I meant Vec<Cell<u32>>, because I (stupidly) did not realize it does not support multiple threads.
You're right looks like
fn store(&self, val: u32, order: Ordering)[−]
Unstable (integer_atomics #32976)
Stores a value into the atomic integer.
store takes an Ordering argument which describes the memory ordering of this operation.
from AtomicU32 is what I need.
Is there something faster then Vec<AtomicU32>, or is this the way to go?
Well, note that this is essentially a Vec<u32> but all of the u32s require atomic instructions to do anything.
I'm not sure what point there is in this; you could get garbage data (a data race) which is probably unwanted. If you're completely sure this won't happen and have some kind of mutex around them, then you could use UnsafeCell<u32>.
I would probably save myself the headache and just go with atomic reads and writes however.
One reason you might want to do something like this if you're trying to fill an audio buffer from one thread while another is reading it for playback. You'd probably use some other synchronization mechanism to ensure that the reader doesn't read where the writer is currently writing, but overall you want writes to be as fast as possible and reading garbage data just means unexpected audio output, which is not a big deal.
If I understand correctly, they mean "as long as access to each u32 is synchronized, I don't care whether access to the whole array is synchronized". In other words: each entry in the array must be data-race-free, but the array as a whole may be not.
Yeah, sorry for not being clear on this. Formally, let S0, S1, R all be Vec, all of 10^9 elements.
Suppose some writer is trying to change the state from S0 to S1 and some reader reads R.
I require that for all i: R[i] = S0[i] || R[i] = S1[i]. So each u32 has to be the old value or the new value, but the overall R can be partly S0 and partly S1.
Data race is UB. And there's no such case "But UB is OK for my specific use case".
You can use Vec<AtomicU32> or Arc<[AtomicU32]> etc. It's recommended to start with SeqCst all the places as it's the strictest ordering. But if you can make it sure that the each access to the u32s are independent between each others AND other synchronization events like Mutex and channels, you can use Relaxed instead which is the weakest ordering. On archs with strong memory model like x86 they may not ne different in performance. But on with weak memory model archs like ARM you'll likely be observe the difference.
C/++, especially since the C99 and C++11 - versions they explicitly added the multithreading capabilities and behavior to the language - have same situation.

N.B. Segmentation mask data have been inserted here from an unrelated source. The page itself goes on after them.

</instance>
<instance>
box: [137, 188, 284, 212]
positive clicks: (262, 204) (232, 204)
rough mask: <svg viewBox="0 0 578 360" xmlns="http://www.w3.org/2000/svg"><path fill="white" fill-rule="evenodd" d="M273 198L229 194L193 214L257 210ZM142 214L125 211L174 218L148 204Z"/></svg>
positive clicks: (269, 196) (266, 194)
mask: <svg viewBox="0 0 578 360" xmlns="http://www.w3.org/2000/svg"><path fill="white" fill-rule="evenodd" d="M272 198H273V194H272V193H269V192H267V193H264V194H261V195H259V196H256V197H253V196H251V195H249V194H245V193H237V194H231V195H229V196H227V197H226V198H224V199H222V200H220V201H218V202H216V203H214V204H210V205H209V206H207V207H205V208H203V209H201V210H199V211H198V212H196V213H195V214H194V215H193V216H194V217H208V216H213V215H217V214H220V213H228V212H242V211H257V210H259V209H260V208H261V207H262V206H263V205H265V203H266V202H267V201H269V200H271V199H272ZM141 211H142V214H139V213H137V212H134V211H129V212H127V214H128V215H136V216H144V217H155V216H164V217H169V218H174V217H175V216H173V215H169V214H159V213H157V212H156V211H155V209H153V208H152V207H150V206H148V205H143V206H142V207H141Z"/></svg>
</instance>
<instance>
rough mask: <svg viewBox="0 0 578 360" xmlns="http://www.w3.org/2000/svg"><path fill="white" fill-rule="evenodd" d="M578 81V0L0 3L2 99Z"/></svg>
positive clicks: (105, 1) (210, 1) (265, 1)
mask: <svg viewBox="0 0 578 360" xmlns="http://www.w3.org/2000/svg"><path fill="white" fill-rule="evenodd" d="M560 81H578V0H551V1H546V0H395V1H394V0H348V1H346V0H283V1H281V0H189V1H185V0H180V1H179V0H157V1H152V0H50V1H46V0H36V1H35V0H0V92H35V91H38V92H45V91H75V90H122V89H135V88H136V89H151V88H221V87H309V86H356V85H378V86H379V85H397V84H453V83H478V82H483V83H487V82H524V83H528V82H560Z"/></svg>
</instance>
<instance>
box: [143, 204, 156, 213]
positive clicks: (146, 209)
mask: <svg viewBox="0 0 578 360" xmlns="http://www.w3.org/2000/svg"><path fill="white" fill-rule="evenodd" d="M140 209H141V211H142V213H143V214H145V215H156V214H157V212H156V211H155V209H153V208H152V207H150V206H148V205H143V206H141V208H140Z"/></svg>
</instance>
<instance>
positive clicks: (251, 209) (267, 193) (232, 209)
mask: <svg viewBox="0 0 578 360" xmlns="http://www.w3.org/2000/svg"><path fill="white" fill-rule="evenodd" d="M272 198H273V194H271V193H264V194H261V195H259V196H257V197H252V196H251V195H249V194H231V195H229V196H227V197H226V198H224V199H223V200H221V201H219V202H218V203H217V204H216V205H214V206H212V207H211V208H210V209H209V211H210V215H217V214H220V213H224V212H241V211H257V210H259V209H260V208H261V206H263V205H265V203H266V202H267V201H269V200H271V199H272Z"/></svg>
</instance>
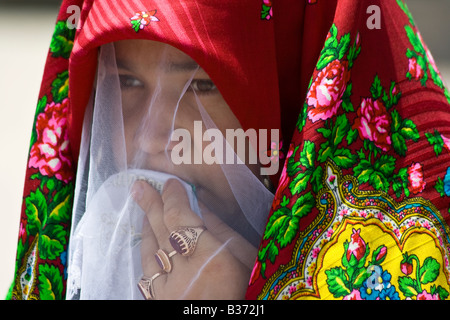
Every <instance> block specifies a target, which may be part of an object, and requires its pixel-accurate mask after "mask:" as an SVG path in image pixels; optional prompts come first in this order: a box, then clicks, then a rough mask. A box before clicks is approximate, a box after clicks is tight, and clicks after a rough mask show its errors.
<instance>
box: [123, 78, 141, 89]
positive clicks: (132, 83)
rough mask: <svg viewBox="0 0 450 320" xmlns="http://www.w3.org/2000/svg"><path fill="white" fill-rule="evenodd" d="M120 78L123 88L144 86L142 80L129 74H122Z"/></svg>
mask: <svg viewBox="0 0 450 320" xmlns="http://www.w3.org/2000/svg"><path fill="white" fill-rule="evenodd" d="M119 80H120V86H121V87H122V88H140V87H143V86H144V83H143V82H142V81H140V80H139V79H136V78H135V77H133V76H129V75H120V76H119Z"/></svg>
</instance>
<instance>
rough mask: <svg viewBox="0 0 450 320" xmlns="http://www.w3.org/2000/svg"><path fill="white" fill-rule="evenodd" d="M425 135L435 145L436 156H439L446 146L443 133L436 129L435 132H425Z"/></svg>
mask: <svg viewBox="0 0 450 320" xmlns="http://www.w3.org/2000/svg"><path fill="white" fill-rule="evenodd" d="M425 137H426V138H427V140H428V142H429V143H430V144H431V145H432V146H433V148H434V153H435V154H436V156H439V155H440V154H441V153H442V149H443V148H444V140H443V139H442V135H441V134H440V133H439V131H437V130H436V129H434V132H433V133H429V132H425Z"/></svg>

Never use volatiles for interthread synchronization. It's only allowed within the 20th century.
Go doesn't have any UB conditions in its spec, though it mentions some operations may yields some unspecified value. It prevents some heavy optimization capabilities, but it's intentional as the heavy also implies longer compile time which is the problem the Go tries to avoid at all cost.
Race conditions are still considered bugs in Go. Which is why they have a lot of tooling built around TSan. Introducing the Go Race Detector - go.dev It's similar to the kind of testing you might do with loom.
What you're looking for is a relaxed atomic read then. A data race read would literally return garbage: either 0, the first value, the second value, or some bitwise interpolation of the two. A relaxed atomic read has the same instruction as a regular read on some platforms as well.
But why would the ordering of the instructions matter if when they sample the value relative to other events doesn't matter to them?
Sorry I don't understand the question. If it doesn't matter, you can specify the weakest constraint (ordering) to give optimizer/cpu maximum flexibility.
Thanks everyone for helping me formulate this informally stated question into a formally consistent question. Good job @steffahn for somehow getting the answer off the bat.
I would say no as it seems to be made explicitly for types that don't fit into one atomic, e.g. [u32; 16]. But OP wants to access u32 atomically, which fits into an atomic.
From docs on when this library might not be four you: "Your T (is POD and) fits inside one of the atomic types in core::sync::atomic. TearCell will literally be worse in every way than just performing Relaxed loads/stores to that type."